Emerging theories in the field explore various aspects of the post-COVID-19 neurological manifestations. One theory posits that the virus may have a long-term effect on the brain's vascular system, contributing to an increased risk of neurological disorders in the future.18 Another theory, based on preliminary studies, suggests that COVID-19 might accelerate the onset of neurodegenerative diseases such as Alzheimer's in susceptible individuals.17 The potential for ‘viral persistence’ in the brain is another area of investigation.19 Some researchers are exploring the possibility that remnants of the virus or its RNA might remain in the brain, leading to chronic inflammation or other neurological issues over time.19

One significant study published in Brain, Behavior, and Immunity delved into the mechanisms behind these neurological impacts.20 The researchers found the ability of SARS-CoV-2 to cross the blood–brain barrier and induce neuroinflammation, a significant mechanism underlying cognitive impairments.20 The study also showed that two non-infective models of SARS-CoV-2 could cross the blood–brain barrier and induce neuroinflammation, even without productive infection.20 The ability of SARS-CoV-2 to cross the blood–brain barrier and induce neuroinflammation may place individuals at risk for long-term cognitive impairments.20

These studies and emerging theories highlight the complexity of COVID-19s impact on the nervous system. They underscore the need for ongoing research to fully understand the long-term neurological consequences of the virus and develop effective strategies for prevention and treatment. The evolution of these research findings will be crucial in guiding healthcare professionals in managing the neurological aspects of COVID-19 and preparing for potential long-term effects on public health.

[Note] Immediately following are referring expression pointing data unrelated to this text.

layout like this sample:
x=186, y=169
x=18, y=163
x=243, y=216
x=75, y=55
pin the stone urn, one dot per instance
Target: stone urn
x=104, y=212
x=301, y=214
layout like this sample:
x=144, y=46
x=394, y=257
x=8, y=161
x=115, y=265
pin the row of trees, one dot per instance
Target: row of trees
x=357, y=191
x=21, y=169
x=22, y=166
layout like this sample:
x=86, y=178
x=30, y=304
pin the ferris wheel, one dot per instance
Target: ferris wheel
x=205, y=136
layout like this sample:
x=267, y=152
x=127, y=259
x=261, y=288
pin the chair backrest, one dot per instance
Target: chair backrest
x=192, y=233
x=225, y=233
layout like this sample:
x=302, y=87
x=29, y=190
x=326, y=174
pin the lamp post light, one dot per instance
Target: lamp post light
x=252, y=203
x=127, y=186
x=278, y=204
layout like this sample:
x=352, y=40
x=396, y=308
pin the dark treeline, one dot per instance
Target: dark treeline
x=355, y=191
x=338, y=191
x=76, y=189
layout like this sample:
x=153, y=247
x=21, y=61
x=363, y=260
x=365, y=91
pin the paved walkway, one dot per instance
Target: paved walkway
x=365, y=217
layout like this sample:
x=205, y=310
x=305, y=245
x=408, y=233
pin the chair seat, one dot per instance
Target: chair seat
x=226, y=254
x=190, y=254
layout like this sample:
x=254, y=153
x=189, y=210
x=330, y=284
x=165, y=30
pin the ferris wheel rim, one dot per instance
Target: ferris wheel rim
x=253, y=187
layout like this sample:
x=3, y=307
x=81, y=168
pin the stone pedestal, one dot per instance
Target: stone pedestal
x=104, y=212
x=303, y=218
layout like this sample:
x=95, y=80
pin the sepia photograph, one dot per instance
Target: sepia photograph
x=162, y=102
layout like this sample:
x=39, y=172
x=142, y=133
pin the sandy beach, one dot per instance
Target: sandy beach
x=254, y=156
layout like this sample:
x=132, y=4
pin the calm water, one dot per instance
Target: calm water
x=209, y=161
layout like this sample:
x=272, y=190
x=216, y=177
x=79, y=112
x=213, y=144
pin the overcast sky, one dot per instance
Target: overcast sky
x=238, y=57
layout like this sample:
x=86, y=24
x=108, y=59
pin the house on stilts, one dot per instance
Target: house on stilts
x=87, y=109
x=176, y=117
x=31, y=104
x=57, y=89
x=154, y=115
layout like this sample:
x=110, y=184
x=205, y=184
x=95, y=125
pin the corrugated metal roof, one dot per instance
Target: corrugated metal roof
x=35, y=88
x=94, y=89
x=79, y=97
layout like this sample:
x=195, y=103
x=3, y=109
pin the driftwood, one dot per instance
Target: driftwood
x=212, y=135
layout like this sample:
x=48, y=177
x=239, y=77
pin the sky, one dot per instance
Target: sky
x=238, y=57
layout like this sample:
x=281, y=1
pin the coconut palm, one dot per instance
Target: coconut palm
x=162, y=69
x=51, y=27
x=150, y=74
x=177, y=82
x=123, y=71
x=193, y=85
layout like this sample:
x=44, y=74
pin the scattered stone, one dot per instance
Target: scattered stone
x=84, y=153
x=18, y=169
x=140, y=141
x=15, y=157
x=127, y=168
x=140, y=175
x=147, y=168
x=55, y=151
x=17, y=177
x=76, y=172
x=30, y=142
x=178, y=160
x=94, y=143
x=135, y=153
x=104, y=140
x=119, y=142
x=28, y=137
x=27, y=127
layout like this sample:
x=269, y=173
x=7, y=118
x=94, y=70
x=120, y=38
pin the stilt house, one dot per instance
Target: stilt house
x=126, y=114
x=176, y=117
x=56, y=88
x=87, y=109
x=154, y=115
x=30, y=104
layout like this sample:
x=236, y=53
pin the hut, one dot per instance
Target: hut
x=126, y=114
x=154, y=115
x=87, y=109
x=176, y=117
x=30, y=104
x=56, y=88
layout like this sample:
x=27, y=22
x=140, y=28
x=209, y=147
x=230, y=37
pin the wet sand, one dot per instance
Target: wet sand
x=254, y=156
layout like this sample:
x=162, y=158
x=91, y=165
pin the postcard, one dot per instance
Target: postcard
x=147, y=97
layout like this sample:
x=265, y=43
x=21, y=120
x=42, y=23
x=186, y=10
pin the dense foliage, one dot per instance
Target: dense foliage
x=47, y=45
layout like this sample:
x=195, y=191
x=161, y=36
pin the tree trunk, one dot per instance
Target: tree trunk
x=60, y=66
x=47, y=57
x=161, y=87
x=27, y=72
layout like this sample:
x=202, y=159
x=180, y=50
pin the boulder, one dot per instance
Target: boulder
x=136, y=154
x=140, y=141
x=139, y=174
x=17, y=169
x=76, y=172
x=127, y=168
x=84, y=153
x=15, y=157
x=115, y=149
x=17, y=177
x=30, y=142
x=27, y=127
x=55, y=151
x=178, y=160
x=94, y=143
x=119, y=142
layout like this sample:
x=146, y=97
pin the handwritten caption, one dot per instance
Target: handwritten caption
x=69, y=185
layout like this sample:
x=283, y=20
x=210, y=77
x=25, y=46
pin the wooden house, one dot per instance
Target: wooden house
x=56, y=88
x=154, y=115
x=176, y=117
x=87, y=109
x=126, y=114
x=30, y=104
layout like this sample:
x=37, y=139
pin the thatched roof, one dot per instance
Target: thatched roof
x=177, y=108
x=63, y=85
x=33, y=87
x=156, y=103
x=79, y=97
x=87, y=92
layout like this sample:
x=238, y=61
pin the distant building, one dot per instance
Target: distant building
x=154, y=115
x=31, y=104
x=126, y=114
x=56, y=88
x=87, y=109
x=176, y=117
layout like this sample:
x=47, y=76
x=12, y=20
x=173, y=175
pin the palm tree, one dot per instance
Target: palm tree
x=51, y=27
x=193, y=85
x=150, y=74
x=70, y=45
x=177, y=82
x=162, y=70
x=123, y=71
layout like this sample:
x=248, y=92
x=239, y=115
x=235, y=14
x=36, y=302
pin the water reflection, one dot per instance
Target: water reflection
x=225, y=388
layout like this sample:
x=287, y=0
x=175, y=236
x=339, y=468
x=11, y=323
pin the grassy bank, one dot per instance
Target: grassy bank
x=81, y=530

Long COVID's neurological symptoms underscore the need for comprehensive care strategies that address not only the immediate impact of COVID-19 but also its long-term effects. As our understanding of long COVID evolves, it will be crucial for healthcare systems to adapt and support the growing number of individuals dealing with these chronic neurological consequences.

COVID-19s neurological manifestations present significant challenges for healthcare systems, such as:

  • a.

    Increased demand for neurological care: The surge in patients experiencing neurological symptoms, both acute and long-term, requires more resources and specialized care. Healthcare systems must adapt to address these needs, potentially straining already overburdened services.

  • b.

    Multidisciplinary approach: Managing the neurological effects of COVID-19 calls for a multidisciplinary approach involving internists, neurologists, psychiatrists, rehabilitation specialists, and primary care providers. This approach necessitates enhanced coordination and communication within healthcare systems.

  • c.

    Long-term monitoring and research: The long-term nature of some neurological symptoms means that patients may require ongoing monitoring and treatment. This scenario demands sustained research and the development of long-term care models.

  • d.

    Training and awareness: There is a need for increased training and awareness among healthcare professionals regarding the neurological manifestations of COVID-19 to ensure accurate diagnosis and appropriate management.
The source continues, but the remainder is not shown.